At first glance, here too the outlook is for a happy compromise in December, the main doubt having been removed.   True, the result, in helping the nation’s economy, would make Obama look good.  But after all, he’s won anyway, it’s too late, there’s no point.  Surely they wouldn’t keep up their wreckers strategy for four whole years? -- Well, thing is, they just did.

All things considered, the only favorable scenario is if one party or the other captures both the Presidency and a whopping majority in both houses of Congress.  Then we can actually have action  on policy and strategy, instead of deadlock.  True, if’s the Republicans, they’ll spend a lot of time catering to gambling magnates, speculators, and miscellaneous fatcats, but at least their goal won’t be to wreck the economy as a whole.  
Ditto the Dems.   True, there might be an upswing in transgender marriages among amputee-wannabes, but hey, to  each his own.

~

With this game-theoretic perspective, it is interesting to take a second look at the more common and less dramatic phenomenon that opens that essay of James Sur-o-wieki (you see, it’s Sunday morning now, and I have had my coffee), the scenario where a dieter locks in future sanctions against herself  should she fail to shed those pounds.   What effectively is going on is, her ego is playing a game of chicken with her own id.
Remarkable.
Personally, I see an id as a risky thing to get in the ring with.

~

At a simpler level, any oath or promise is a kind of pre-commitment, in the sense that, if you break your promise, a sanction does kick in:  namely, you acquire the reputation of a four-flusher, someone whose word is worthless.  (The difference of this everyday example  from the more elaborate ones above, is that you needn’t set up the sanction yourself in advance:  society has done that for you.)

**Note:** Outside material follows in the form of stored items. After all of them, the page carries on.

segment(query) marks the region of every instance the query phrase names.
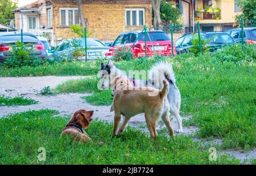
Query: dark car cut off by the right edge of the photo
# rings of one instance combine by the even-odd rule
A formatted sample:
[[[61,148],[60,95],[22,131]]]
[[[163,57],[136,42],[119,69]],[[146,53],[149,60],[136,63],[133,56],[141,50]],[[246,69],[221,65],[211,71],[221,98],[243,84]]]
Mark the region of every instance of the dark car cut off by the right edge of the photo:
[[[229,29],[228,32],[230,36],[236,40],[236,42],[242,42],[242,32],[241,28]],[[256,27],[253,28],[243,28],[243,38],[248,44],[256,44]]]

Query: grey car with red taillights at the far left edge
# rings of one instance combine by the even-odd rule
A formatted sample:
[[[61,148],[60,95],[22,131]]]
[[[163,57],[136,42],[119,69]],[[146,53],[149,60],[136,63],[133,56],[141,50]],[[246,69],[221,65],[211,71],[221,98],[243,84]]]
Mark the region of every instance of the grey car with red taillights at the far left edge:
[[[5,61],[11,55],[12,47],[16,47],[16,41],[21,41],[20,32],[0,32],[0,62]],[[23,33],[23,44],[33,49],[33,54],[39,58],[46,58],[47,52],[44,44],[31,33]]]

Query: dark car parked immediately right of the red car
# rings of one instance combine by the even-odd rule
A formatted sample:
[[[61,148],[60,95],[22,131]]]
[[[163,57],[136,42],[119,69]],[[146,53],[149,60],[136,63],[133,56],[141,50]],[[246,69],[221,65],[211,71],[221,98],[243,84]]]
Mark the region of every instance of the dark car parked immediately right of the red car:
[[[209,40],[208,46],[210,46],[210,52],[216,51],[224,45],[232,45],[236,43],[234,38],[226,32],[207,32],[200,33],[200,36],[204,40]],[[192,45],[192,33],[185,34],[175,41],[177,53],[185,53],[189,51]]]

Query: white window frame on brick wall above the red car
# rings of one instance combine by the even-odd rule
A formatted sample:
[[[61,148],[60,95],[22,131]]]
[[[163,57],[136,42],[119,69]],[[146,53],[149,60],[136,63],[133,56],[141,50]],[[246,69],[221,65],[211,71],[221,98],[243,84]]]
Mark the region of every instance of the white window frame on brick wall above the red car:
[[[130,25],[127,25],[127,11],[130,11]],[[136,25],[133,25],[133,11],[136,11]],[[125,26],[142,26],[139,24],[139,11],[143,11],[143,24],[146,24],[145,8],[125,8]]]

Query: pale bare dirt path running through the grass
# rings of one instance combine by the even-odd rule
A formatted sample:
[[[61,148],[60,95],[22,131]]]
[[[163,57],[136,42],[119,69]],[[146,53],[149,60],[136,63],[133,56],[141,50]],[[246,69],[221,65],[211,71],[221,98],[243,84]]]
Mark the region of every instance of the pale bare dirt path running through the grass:
[[[69,79],[79,79],[81,76],[42,76],[42,77],[20,77],[20,78],[0,78],[0,95],[30,97],[39,101],[38,104],[28,106],[0,106],[0,118],[10,113],[20,113],[27,110],[54,109],[60,111],[60,115],[71,115],[77,109],[94,110],[94,117],[113,122],[114,113],[110,113],[110,106],[93,106],[86,103],[81,97],[90,95],[89,93],[68,93],[56,96],[38,95],[43,87],[49,86],[55,88],[58,84]],[[186,119],[186,117],[183,117]],[[146,129],[143,114],[136,115],[131,118],[130,126]],[[177,121],[172,121],[174,129],[177,128]],[[197,127],[184,127],[184,135],[192,134]],[[240,160],[245,160],[246,155],[255,158],[256,151],[238,152],[238,151],[222,151],[232,154]]]

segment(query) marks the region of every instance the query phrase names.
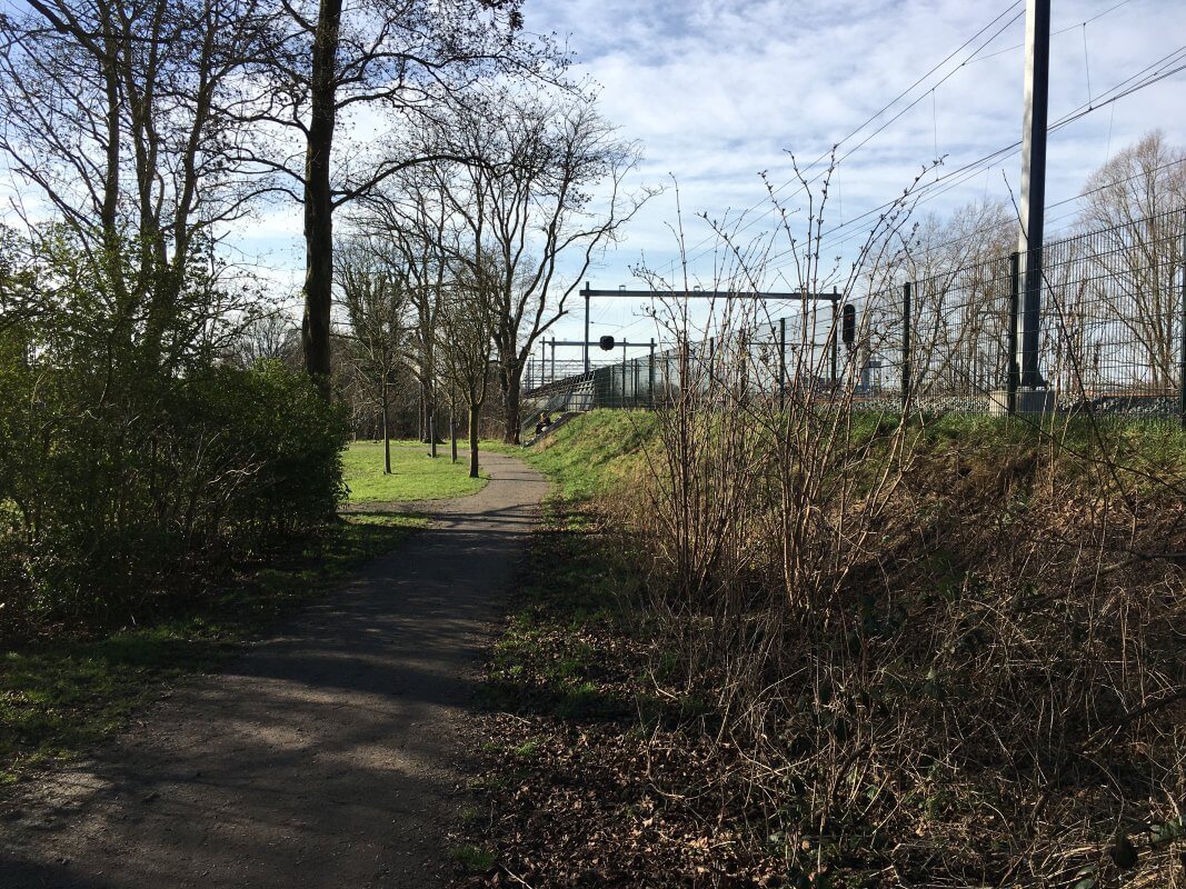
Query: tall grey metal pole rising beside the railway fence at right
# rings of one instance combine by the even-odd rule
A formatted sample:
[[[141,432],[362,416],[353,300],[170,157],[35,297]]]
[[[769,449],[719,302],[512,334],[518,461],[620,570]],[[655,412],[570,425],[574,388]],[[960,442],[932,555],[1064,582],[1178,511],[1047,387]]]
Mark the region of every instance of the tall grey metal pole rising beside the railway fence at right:
[[[1038,389],[1041,324],[1042,237],[1046,209],[1046,109],[1050,98],[1050,0],[1026,0],[1026,83],[1021,130],[1021,236],[1025,251],[1025,301],[1021,309],[1019,364],[1021,386]]]

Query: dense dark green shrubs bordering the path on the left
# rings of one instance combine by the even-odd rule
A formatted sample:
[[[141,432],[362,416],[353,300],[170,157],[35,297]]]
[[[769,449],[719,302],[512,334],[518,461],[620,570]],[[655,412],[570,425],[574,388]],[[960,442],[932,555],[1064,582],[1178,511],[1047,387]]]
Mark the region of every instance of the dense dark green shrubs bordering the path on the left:
[[[0,635],[134,614],[333,514],[345,423],[306,377],[121,358],[46,366],[2,335]]]

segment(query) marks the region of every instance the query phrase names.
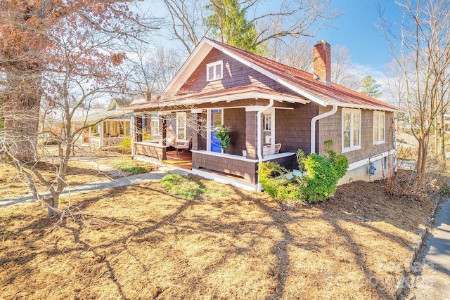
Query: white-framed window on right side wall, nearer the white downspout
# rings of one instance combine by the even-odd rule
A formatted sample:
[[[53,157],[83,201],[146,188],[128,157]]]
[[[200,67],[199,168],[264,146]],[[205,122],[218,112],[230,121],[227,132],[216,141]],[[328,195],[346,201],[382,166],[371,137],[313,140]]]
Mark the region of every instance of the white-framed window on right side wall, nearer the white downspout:
[[[361,111],[342,109],[342,152],[361,148]]]

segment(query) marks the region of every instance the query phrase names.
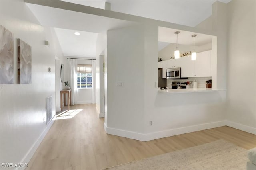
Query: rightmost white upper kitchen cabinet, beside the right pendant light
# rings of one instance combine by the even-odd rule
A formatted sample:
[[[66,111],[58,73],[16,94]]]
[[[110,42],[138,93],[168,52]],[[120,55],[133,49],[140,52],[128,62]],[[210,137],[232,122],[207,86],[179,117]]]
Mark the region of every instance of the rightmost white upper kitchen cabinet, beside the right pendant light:
[[[210,77],[211,75],[211,50],[197,53],[194,61],[194,77]]]

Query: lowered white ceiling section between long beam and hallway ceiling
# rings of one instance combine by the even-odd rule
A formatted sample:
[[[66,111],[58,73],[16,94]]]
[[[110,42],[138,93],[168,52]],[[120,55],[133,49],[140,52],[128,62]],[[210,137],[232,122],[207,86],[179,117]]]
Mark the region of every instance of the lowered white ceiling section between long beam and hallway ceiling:
[[[43,26],[106,33],[109,29],[128,27],[135,22],[85,14],[59,8],[26,3]]]

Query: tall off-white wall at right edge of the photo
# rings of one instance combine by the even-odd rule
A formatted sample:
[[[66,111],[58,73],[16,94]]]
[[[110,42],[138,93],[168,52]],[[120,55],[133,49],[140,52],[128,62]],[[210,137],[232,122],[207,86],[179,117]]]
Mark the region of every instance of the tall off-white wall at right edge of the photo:
[[[256,134],[256,1],[233,0],[228,14],[227,119]]]

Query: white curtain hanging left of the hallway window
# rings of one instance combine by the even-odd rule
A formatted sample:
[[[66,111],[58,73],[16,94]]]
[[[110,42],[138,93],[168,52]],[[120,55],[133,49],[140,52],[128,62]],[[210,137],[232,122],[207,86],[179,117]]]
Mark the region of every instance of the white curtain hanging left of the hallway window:
[[[71,88],[71,104],[75,105],[77,96],[77,59],[68,59],[69,84]]]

Now, in the case of the competing pre-commitments of the House Republicans -- balance-the-budget BUT no-new-taxes --  the oaths were simply at variance, betraying cognitive disorientation.  But it is possible to stack pre-commitments in a more structured way, such that one trumps the other.  Let a noted psychoanalyst tell it:

Those ancient Jews were afraid of themselves and of the intensity of their passions.  They had a solemn religious formula in which they asked God to consider oaths spoken in moments of rage  as invalid.  They anticipated such outbreaks in themselves, and asked God not to oblige them to keep those  vows … That formula is called Kol Nidre.
-- Theodor Reik, The Search Within (1956)

Reik’s observation occurs in the midst of a long associational analysis, ranging the length of his well-stocked literary larder, one link of which was the name Jephthah, which at first had no resonance for him, until placed in this larger context.  For Jephthah’s daughter was the victim of her father’s ill-considered pre-commitment:  in return for God’s granting him victory over the Ammonites, he had vowed to slaughter in sacrifice  the first creature that he should meet on his return.  And who should rush up to greet him but his blushful daughter?   “Hi, Dad-ddyyyyy!”  (“Oh…. shit.”)
This tale of Jephthah, judge of Israel, illustrates the truth, that not only vows made in blind anger should be excused of fulfilment, but also vows made by complete idiots -- village simpletons and House Republicans.
~

A curious sort of pre-commitment is seen in infant baptism or the bris.   Here the child is covenanted to the faith of his forefathers.   However, only the one baptised or circumcised can develop this vicarious pre-commitment into a genuine commitment of his own;  this occurs via ceremonies like the Bar Mitzvah or First Communion.